At Les Bains-Douches, Ludovic Sauvage materializes a perceptive loop that suggests reality as much as it misleads it: a sort of temporal ellipse substituting the linearity of time. Each form is emancipated at the same time as they participate in the exhibition ensemble. The mirrors constantly bring the screen of reality in a mise en abyme, crossing it and surrounding us. If the original meaning of the image is diluted it is in favor of a new receptacle – Eternal loop. From now on incarnated in the mirror, images would make us doubt the objectivity of the latter, no longer intended to reflect what we can not perceive but transfiguring its presence as an instrument of self-discovery [5] over what escapes us.

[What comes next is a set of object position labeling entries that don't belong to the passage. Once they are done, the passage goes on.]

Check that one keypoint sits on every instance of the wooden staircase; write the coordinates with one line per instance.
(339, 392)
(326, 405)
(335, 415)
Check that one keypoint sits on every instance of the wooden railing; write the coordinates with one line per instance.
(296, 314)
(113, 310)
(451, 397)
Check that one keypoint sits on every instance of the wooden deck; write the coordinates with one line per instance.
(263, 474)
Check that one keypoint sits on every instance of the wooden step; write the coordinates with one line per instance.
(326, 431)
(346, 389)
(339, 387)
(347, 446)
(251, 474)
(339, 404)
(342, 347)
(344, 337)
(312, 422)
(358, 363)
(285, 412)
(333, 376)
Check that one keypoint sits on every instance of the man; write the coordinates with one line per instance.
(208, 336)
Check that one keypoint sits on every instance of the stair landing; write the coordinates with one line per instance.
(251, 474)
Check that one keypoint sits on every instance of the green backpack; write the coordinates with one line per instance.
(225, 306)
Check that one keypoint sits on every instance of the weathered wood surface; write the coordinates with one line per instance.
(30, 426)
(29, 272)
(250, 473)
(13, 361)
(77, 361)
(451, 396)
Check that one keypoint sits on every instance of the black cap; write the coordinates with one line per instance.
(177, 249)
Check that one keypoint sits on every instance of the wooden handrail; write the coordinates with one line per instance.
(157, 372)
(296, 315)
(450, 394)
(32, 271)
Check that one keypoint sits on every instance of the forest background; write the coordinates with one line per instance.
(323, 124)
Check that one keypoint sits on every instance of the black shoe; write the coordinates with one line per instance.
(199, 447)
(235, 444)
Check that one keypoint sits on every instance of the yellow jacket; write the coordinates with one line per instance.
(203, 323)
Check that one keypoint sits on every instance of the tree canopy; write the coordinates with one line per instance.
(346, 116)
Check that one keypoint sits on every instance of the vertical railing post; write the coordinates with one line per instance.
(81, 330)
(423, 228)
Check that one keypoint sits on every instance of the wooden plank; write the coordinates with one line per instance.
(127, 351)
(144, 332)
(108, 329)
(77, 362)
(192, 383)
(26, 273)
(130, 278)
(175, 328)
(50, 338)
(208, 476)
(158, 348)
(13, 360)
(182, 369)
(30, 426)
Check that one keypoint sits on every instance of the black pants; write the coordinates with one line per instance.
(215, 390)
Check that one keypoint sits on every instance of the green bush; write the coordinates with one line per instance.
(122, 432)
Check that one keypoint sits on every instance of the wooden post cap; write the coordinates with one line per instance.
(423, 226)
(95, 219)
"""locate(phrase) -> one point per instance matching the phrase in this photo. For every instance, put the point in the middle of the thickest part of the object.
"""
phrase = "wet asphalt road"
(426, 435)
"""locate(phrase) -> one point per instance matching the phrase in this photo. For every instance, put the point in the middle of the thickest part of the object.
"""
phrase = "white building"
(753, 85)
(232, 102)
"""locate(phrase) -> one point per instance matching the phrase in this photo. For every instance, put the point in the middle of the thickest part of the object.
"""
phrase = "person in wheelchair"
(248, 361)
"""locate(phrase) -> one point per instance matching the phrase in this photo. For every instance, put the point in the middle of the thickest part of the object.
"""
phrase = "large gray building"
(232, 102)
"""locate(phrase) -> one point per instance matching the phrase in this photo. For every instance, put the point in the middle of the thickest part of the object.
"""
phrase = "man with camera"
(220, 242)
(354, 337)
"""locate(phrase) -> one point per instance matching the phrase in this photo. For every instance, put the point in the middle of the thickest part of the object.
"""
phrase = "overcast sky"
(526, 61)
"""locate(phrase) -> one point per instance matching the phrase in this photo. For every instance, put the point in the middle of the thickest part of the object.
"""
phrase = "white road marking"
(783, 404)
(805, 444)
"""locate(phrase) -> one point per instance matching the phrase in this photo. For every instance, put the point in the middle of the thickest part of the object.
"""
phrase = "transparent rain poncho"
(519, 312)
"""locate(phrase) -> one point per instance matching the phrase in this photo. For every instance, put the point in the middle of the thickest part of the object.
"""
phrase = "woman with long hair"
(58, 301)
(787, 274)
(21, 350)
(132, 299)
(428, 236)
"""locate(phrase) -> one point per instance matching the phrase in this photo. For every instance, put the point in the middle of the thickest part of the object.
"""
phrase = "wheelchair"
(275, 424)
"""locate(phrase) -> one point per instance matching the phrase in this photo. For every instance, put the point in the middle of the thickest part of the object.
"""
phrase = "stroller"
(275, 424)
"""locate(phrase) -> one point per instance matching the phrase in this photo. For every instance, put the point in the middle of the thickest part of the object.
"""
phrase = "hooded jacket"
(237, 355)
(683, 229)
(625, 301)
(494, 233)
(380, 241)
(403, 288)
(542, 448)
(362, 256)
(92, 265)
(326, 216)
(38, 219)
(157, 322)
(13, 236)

  1. Particularly American literature, few of the following writters have been mention such as: Thomas Pynchon, Robert Coover William H.Gass.

  2. GASS, William H, Fiction and the Figures of Life, New York, Knopf, 1970. Gass states a fiction genre of literature staging a mise en abyme and its own critic in order to demonstrate a second level of speech.

  3. WAUGH, Patricia, The Theory and Practice of Self-Conscious Fiction, Londres/New York, Methuen, 1984

  4. FROGIER Larys, « Dominique Gonzalez-Foerster, Pierre Huyghe, Philippe Parreno », Critique d’art 13,  Printemps 1999.

  5. DANTO, Arthur, The transfiguration of the commonplace: a philosophy of art. Harvard University Press, 1981.